[Paper] Research on the efficiency of data loading and storage in Data Lakehouse architectures for the formation of analytical data systems

Published: 2 days ago (April 23, 2026 at 05:07 AM EDT)

4 min read

Source: arXiv

Source: arXiv - 2604.21449v1

Overview

A recent study by Ivan Borodii and Halyna Osukhivska benchmarks three leading Data Lakehouse technologies—Apache Hudi, Apache Iceberg, and Delta Lake—using Apache Spark as the processing engine.
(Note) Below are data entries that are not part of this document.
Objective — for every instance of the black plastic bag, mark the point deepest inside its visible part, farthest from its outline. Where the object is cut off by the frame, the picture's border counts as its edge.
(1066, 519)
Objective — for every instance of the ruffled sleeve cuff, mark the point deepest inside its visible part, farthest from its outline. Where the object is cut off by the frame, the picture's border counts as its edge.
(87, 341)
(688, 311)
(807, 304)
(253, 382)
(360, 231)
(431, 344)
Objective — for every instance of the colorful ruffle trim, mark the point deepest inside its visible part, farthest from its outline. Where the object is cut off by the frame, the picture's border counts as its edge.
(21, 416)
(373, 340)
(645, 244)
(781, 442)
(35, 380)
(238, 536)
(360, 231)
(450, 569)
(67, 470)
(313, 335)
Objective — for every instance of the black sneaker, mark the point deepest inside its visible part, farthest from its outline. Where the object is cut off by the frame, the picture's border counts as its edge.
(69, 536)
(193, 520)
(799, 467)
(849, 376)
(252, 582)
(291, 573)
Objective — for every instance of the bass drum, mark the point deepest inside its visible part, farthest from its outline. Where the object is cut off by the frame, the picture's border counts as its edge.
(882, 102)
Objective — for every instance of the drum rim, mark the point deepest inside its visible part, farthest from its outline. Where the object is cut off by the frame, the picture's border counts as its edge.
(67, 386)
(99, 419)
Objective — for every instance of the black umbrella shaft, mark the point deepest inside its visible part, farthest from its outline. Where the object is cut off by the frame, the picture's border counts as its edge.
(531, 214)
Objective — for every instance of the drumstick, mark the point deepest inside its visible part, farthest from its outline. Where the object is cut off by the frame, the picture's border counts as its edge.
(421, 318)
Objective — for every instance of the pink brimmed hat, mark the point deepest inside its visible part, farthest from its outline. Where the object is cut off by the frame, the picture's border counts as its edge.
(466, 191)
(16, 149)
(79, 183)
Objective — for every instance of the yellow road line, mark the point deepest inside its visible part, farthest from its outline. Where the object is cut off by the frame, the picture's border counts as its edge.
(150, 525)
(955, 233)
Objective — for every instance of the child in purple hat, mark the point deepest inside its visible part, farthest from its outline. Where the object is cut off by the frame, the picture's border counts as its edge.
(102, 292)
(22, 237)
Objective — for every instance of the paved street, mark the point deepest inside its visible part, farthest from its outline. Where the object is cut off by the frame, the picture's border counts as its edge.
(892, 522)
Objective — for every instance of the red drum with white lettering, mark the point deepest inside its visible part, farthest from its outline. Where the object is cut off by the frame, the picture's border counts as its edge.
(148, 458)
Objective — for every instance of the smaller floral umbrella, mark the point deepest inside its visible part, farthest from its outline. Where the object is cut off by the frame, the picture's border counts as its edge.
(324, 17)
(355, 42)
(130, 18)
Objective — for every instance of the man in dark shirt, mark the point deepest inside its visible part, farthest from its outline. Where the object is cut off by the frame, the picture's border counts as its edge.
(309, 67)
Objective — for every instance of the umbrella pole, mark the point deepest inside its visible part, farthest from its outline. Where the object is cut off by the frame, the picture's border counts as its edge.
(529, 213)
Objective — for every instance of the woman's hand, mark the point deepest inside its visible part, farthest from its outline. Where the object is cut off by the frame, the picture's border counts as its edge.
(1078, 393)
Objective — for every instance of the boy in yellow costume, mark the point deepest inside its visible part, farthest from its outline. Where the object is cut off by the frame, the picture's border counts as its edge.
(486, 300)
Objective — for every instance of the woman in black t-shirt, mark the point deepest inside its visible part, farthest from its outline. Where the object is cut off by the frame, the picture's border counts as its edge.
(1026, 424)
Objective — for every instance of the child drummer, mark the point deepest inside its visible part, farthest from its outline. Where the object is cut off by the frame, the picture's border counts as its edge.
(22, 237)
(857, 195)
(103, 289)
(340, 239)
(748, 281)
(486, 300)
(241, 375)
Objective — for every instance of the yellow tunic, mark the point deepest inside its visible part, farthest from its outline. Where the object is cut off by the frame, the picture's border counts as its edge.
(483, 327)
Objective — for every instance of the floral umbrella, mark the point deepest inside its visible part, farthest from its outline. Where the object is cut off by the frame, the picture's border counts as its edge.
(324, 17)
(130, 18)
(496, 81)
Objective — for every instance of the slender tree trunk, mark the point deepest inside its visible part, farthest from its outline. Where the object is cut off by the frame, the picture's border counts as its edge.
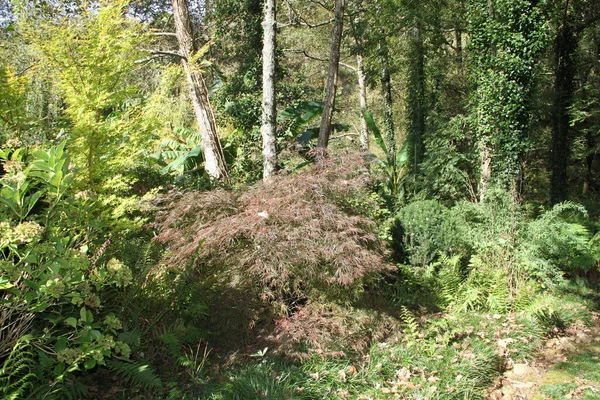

By loading both structured (CSV) and semi‑structured (JSON) datasets up to 7 GB, the authors pinpoint which architecture delivers the best trade‑off between load speed and storage footprint for analytical workloads.

Key Contributions

First‑ever side‑by‑side performance comparison of Hudi, Iceberg, and Delta Lake on identical Spark ETL pipelines.
Evaluation of two core metrics: (1) data loading time, and (2) on‑disk size of the resulting tables.
Insightful guidance on which lakehouse to pick based on data type, volume, and priority (speed vs. storage efficiency).
Open‑source‑ready experimental framework (four sequential ETL jobs) that can be reused for further benchmarking.

Methodology

Data Sets – Two formats were used:
- CSV (fully structured)
- JSON (semi‑structured)
  Files ranged from a few hundred megabytes to 7 GB to simulate realistic batch loads.
Processing Engine – All jobs ran on Apache Spark (the same Spark version, cluster size, and configuration) to keep the compute layer constant.
ETL Workflow – For each lakehouse system the authors executed four sequential steps:
- Read the source files into Spark DataFrames.
- Transform (simple type casting, column renaming).
- Write the data into a lakehouse table using the system‑specific write API.
- Commit the transaction (where applicable).
Metrics Captured –
- Loading Time: wall‑clock time from Spark read to successful commit.
- Disk Footprint: total size of the table directory after compaction/optimization (if the system performed it automatically).
Repetition & Averaging – Each experiment was repeated multiple times; results were averaged to smooth out transient cluster noise.

Results & Findings

Lakehouse	Best for Loading Speed	Best for Storage Efficiency	Observations
Delta Lake	Fastest across all file sizes and both CSV/JSON. Consistently lower load times even for 7 GB files.	Moderate – larger on‑disk size than Iceberg, but still acceptable.	Optimized write path and efficient transaction log handling give it an edge in pure throughput scenarios.
Apache Iceberg	Slightly slower than Delta Lake but still competitive.	Most compact storage; benefits from built‑in file‑pruning and metadata management.	Ideal when disk cost or long‑term archival matters more than raw ingest speed.
Apache Hudi	Slowest in batch load tests; high latency for both CSV and JSON.	Larger on‑disk footprint compared to Iceberg.	Not suited for bulk batch loads; shines in incremental upserts and streaming use‑cases (outside the scope of this study).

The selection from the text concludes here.